Divagazioni sulla morte, perché. Perché nel tempo di una pausa, oggi, in un tourbillon mirabolante di telefonate coincidenzi e malintesi, nel giro di mezz’ora a questo punto della ri-correzione della cosa appena detta per combattere l’effetto ipnotico dello schermo che intralcia il procedere, ci arriva notizia di una morte triste per noi e ancor più perché “annunciata”, fatta presagile dal nemico reale di tanti e tante, quel <cancro che ti mangia la vita> – la morte di Antonio Bellavita, il primo, l’antesignano della “rifugiaterìa italiana in Francia”, eppoi un po’, il “refugium”, l’uomo del faro del porto di arrivo in quei primi anni convulsi del richiamo da “dovunque” rappresentato dall’occasione di quel <France terre d’asile...pas d’extraditions politiques>.

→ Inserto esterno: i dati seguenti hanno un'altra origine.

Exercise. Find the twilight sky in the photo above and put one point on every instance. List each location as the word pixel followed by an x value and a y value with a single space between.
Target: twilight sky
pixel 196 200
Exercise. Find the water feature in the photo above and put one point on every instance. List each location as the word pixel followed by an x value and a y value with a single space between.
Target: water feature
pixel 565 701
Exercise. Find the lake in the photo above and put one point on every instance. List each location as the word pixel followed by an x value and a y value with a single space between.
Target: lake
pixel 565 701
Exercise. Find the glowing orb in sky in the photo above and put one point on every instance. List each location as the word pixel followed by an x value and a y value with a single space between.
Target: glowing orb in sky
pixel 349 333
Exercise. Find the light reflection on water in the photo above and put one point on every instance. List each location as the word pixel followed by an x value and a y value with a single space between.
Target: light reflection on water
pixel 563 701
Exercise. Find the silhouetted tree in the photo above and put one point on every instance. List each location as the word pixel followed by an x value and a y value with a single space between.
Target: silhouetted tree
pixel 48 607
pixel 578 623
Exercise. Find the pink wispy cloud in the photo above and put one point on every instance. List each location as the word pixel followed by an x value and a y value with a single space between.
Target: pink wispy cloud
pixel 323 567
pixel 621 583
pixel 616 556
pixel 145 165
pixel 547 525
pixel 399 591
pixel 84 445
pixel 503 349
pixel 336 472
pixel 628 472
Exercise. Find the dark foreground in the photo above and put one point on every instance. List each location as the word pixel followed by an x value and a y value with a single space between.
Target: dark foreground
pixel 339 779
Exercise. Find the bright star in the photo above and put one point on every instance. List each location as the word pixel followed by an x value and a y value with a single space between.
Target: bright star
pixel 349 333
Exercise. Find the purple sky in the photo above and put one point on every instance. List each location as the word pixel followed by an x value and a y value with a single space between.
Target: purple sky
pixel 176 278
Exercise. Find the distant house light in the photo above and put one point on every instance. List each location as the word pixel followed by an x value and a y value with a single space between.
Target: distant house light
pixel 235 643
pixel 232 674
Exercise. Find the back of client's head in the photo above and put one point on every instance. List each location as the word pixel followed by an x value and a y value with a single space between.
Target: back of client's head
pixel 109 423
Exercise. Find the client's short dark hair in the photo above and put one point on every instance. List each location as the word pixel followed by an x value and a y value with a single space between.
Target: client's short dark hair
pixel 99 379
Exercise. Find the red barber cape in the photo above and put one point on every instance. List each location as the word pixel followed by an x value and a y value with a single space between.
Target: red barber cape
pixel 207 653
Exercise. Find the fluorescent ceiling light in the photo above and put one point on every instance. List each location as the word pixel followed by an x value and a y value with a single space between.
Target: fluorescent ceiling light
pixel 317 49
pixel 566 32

E nel volgere di una mezz’ora, notizia di un’altra morte tutt’altro che annunciata, di quelle che ti sembrano e sembrano a tutti assurde, a cui per lunghi istanti né tu né alcun altro credete... <MariCo’>...morta, sembra uno scherzo. E così tu, Lucia, eppoi Roberto, Claudio, Roberta, RossaLinda...così Oreste (un altr’Oreste), Andrea che te l’hanno detto ; così sarà, più tardi, con Francesca, Gianni, Claudine, Claudio, Cristina, Alain, Paco, Erri, Aïtor, Marina..., così sarà poi con Ugo, José, Armelle, Serge, Hermes, Luigi, Lola, Maurizio..., così con Maria, con Paolo..., ognuno ognuna che l’abbia conosciuta dirà, con aria inebetita, <Ma non è possibile>... Ognuno dirà <’me ce so’ appiccecat’ mille volte..., era unica...>. L’avevamo salutata “l’altra sera” tardi, coi suoi fogli, collage, foto, da mandare a Paolo, le foto di noi, le foto di noi per lui, le foto della vita le foto di Fabio, le nuove foto di Fabio da mandare a Paolo...
 
Che è? Non sta bene parlare di queste cose? Che è, troppo “privato”? “Aneddotico”? Settantasette, “Settantasette…+ trenta”, cioè « …& domani” come tema, certo ; ma un tema, una rememorazione, ha senso se è ‘messo in prospettiva’, se lo si guarda con gli occhi di oggi – e per farlo senza rischiare di cadere nella retrospezione a pretesa di “retrodatazione”, di iri-scrittura retroattiva è necessario saperlo, enunciarlo. Una rememorazione ha un senso, per noi, se non è occasione di “museo”, o pretesa di fotografia “oggettiva”, ma un riattraversamento che si ‘mette in equazione’, a riscontro, in inter[re]azione con l’oggi e per il cosiddetto domani.
    
‘Comunque, ‘taglio’ qui, per tornare all’ oggetto, perché – come nel circo, “lo spettacolo continua!”.